仮に、8つの製品のキャンペーンを15チャネル、35カ国語で展開し、10パターンのコンテンツを毎月(年12回)更新していくとすると、年間50万4000種類のコンテンツが必要になる。これだけの量のコンテンツをどうやって作るかが、企業の大きな課題になっている。コンテンツ制作における生成AIの活用が、待ったなしのテーマになっているのだ。
パーソナライズの重要性増す
生成AI活用の基盤「Adobe Firefly」
さらに、コンテンツをパーソナライズすることの重要性が高まっている。アドビとマッキンゼー・アンド・カンパニーが実施した共同調査によれば、「顧客体験の向上が最優先事項」と回答した経営者は85%、「パーソナライズされたオファーを期待」と答えた消費者は71%、「12カ月以内に顧客体験の取り組みに生成AIを導入する」と答えた企業は52%に及んだ。

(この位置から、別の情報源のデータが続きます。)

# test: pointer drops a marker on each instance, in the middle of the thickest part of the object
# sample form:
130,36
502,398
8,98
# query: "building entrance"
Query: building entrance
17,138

こうしたニーズを受け、企業のクリエイティブやコンテンツ制作の分野に様々なツールを提供してきたアドビは、AI時代に即した新たなソリューションを提供している。
その土台となるプラットフォームが「Adobe Firefly」だ。ここで、ビジネスで安全に商用利用できるコンテンツを作るための生成AIモデルを用意している。「Image Model」「Vector Model」「Video Model」の提供を既に開始しており、今後は「Audio Model」や「3D Model」を追加していく。
この土台の上に、企業ごとのカスタマイズレイヤーがある。企業がFireflyを独自にトレーニングし、社内やアプリケーションで使いやすくする仕組みだ。
これらの基本アセットを活用し、AIの支援によって膨大なパターンのコンテンツを生成していく。そのためのソリューションは、大きく4つある。
1つ目は「Adobe Creative Cloud」だ。生成AIとクリエイティブツールが統合された基本的な制作環境である。2つ目は「Firefly Services」で、コンテンツの膨大なバリエーションを生成AIで一括作成し、市場投入までの時間を大幅に短縮する。3つ目はコミュニケーションのテスト、承認、結果測定を1つの操作画面から実行できる「Adobe GenStudio for Performance Marketing」。4つ目が「Adobe Express」で、プロのクリエイターに頼まなくても、広告、マーケティング、広報、販売促進、人事、営業などの担当者が簡単な操作でコンテンツを制作、修正できる環境を提供する。
デジタルメディアが普及したことで、異なるチャネル、異なる言語、異なるバリエーションで大量のコンテンツ制作が必要になっている
コンテンツサプライチェーンの時代
AI基盤を活用する企業が続々
後半で、竹嶋氏は同プラットフォームを活用しているグローバル企業の事例を紹介した。
クボタは100種類以上の製品に関するWebサイトを複数の言語で運営し、ユーザーごとの興味関心に即して内容をパーソナライズしている。FireflyのAIを独自にトレーニングし、コンテンツ制作のアプリと連動させることで、ブランドの一貫性を保ちながらコンテンツを大量に自動生産、配信できる体制を整えた。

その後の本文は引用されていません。